Based at United Way of Lancaster County, PA 211 East is one of four 211 call centers in Pennsylvania and has primary responsibility for seven counties. In 2021, it handled more than 40,000 inquiries from Lancaster County alone. Nationwide, 211 referral centers respond to more than 20 million requests for help every year.

Statewide, Pennsylvania's four call centers provide backup to each other, contributing to a "seamless experience" for people seeking help, said Kristen Rotz, president of United Way of Pennsylvania and executive director of PA 211.

Espinosa-Vargas cited one client who credited a call to 211 with initiating what became a successful journey to sobriety. "I'll never forget that," she said.

The HELP Act

Casey is the prime sponsor of the Human services Emergency Logistics Program Act, or HELP Act. It would provide funds to expand the 211 system and help it shift the burden of emergency calls away from the 911 system.

If enacted, it would create a uniform, robust system across the country, Casey said, rather than a patchwork. Regional 211 call centers would have the resources to keep their databases of services comprehensive and up-to-date and would be equipped to coordinate with other hotlines and services.

Police departments support the HELP Act, Casey said. When appropriate specialists in mental health and social services can be called in from the start, that frees officers to focus on their core role of law enforcement.

U.S. Sen. Bob Casey, left, and United Way of Lancaster County President and CEO Kevin Ressler discuss the federal pandemic response. (Source: United Way of Lancaster County)
U.S. Sen. Bob Casey, left, and United Way of Lancaster County President and CEO Kevin Ressler discuss the federal pandemic response. (Source: United Way of Lancaster County)

Much of Casey's conversation Friday with United Way of Lancaster County President Kevin Ressler, who served as moderator, had to do with broad issues around funding the U.S. social safety net, which has been tested as never before by the coronavirus pandemic.

Casey enthusiastically touted the $1.7 trillion American Rescue Plan Act, calling it a rare instance of Congress investing "big dollars" to help American families. Usually, Casey said, Congress' actions benefit the donor class: "The tax code has been rigged for 40 years ... for very wealthy Americans and very powerful corporations. That's just a fact."

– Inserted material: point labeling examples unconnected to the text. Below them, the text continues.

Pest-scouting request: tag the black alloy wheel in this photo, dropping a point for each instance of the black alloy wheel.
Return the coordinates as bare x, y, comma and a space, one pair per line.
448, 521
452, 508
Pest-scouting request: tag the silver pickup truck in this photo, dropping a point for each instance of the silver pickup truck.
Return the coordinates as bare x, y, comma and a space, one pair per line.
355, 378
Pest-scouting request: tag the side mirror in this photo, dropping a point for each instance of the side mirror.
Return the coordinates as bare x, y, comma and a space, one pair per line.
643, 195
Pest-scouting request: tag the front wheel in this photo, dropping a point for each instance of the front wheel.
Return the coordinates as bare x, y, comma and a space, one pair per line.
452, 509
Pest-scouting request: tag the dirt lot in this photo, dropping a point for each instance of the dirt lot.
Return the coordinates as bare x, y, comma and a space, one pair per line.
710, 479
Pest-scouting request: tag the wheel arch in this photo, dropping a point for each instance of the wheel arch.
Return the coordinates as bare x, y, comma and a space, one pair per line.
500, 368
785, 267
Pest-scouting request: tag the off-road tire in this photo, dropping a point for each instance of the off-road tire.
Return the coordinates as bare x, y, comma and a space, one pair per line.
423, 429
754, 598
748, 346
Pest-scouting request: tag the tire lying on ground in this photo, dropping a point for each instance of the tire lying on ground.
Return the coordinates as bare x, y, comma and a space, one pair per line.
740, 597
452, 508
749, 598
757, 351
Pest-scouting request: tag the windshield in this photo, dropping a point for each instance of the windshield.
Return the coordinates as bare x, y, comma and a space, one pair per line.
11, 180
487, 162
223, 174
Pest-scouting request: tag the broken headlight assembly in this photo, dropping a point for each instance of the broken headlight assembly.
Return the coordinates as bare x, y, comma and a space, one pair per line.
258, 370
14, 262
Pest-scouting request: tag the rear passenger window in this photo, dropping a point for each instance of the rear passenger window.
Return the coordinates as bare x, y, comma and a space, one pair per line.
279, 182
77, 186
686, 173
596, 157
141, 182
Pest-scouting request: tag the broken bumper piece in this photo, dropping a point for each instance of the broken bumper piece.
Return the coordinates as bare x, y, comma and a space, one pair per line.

ARPA passed without a single Republican vote. If people complain that Democrats rammed it through, so be it, Casey said: "I'm very proud that we rammed it through."

From ARPA to BBB

The legislation, he said, provided $130 billion to enable schools to implement health and safety measures and reopen amid the coronavirus pandemic. ARPA supported mass Covid-19 vaccination across the U.S., backfilled revenue losses at the state and local level and bankrolled the nation's biggest-ever initiative to prevent evictions, the Emergency Rental Assistance Program.

The law provided for a temporary enhancement to the child tax credit, providing children's families with around $400 a month. Estimates indicate the enhancement reduced child poverty by 40%; in Pennsylvania alone, it helped 2.2 million children, Casey said.

That pays off in the long run, Casey and Ressler said, in improved social and educational outcomes — and even a stronger tax base, Ressler said, when better educated children grow up to be higher earning adults.

Democrats had hoped to follow up ARPA with Build Back Better, which would have extended the enhanced child tax credit and significantly increased federal support for affordable housing projects, among other things. Passing it required unanimous backing from the party's senators, but Joe Manchin of West Virginia and Kristin Sinema of Arizona refused to get on board.

"We failed," Casey admitted, but he said Build Back Better's supporters will continue trying to pass the legislation in some form.